逆に言えば、遺産分割協議が可能な程度の能力がある方でも、知的障害や精神障害の存在だけで成年後見人を指定されることがあるということです。
□知的障害者が後見人なしで相続する方法
法定相続分を利用して相続手続きを進める際、遺産分割協議が必要ない法的な枠組みが存在します。
法定相続分で相続財産を分け合う場合、成年後見制度を利用する必要はありません。
例えば、不動産登記において法定相続分の持ち分で名義変更を行う場合、遺産分割協議書の添付は不要とされ、相続人の一人から相続登記を申請できます。
しかしながら、金融機関などの銀行や証券会社では、法定相続分の分割に関わらず遺産分割協議書の提出を求めることがあります。
特に、認知症や障害のある相続人がいる場合、「成年後見人を指定しないと名義変更ができない」という状況になることがあるため、注意が必要です。
遺産分割協議書がなくても預金口座の凍結を解除する手続きは可能ですが、結局は相続人全員の署名が必要であり、相続税の申告が必要な場合には遺産分割協議書が要求されることもあります。
認知症や知的障害、精神障害があっても、意思能力や判断能力に問題がない場合は、成年後見人を指定せずに相続手続きを進められます。
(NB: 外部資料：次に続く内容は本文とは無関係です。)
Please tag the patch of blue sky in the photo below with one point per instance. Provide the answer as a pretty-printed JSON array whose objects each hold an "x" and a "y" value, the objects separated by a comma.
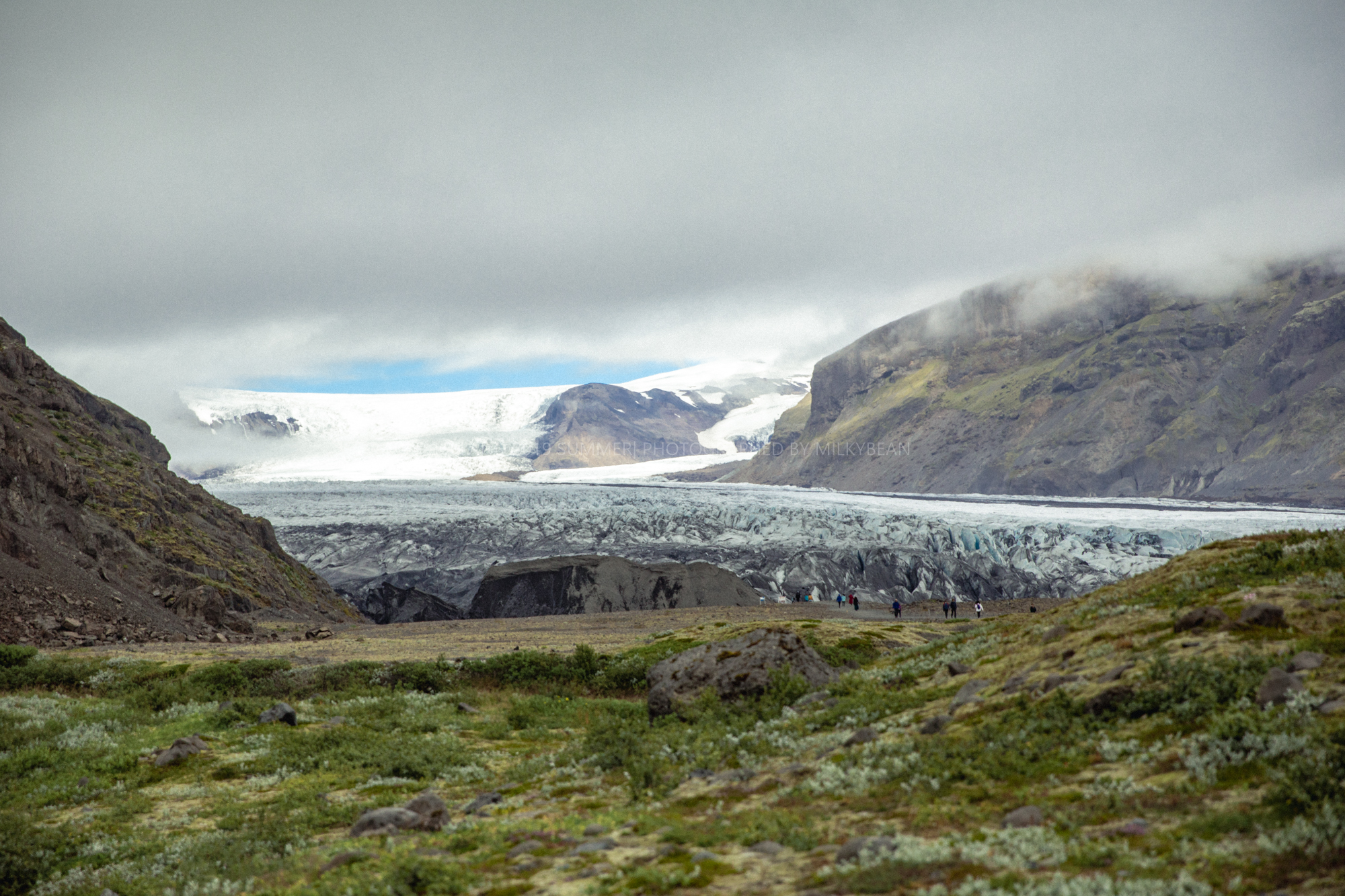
[{"x": 420, "y": 376}]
ただし、最終的な判断は裁判所が行うため、慎重な対応が求められます。
また、精神障害の症状が波のように変動する場合、症状が収まっている時に遺産分割協議を行うことも可能ですが、この判断は一般市民には難しいため、最終的には裁判所が介入することになります。
不確実性がある場合は、後に遺産分割協議が無効とされる可能性も考慮しておくべきです。
□まとめ
相続人のうち、知的障害や精神障害、認知症を抱えている場合、通常は成年後見人を指定することが推奨されています。
しかし、知的障害や精神障害、認知症を抱えていても、成年後見人を指定せずに遺産分割協議を行える場合があります。
意思決定能力や判断力の有無は、最終的には裁判所がその判断を下します。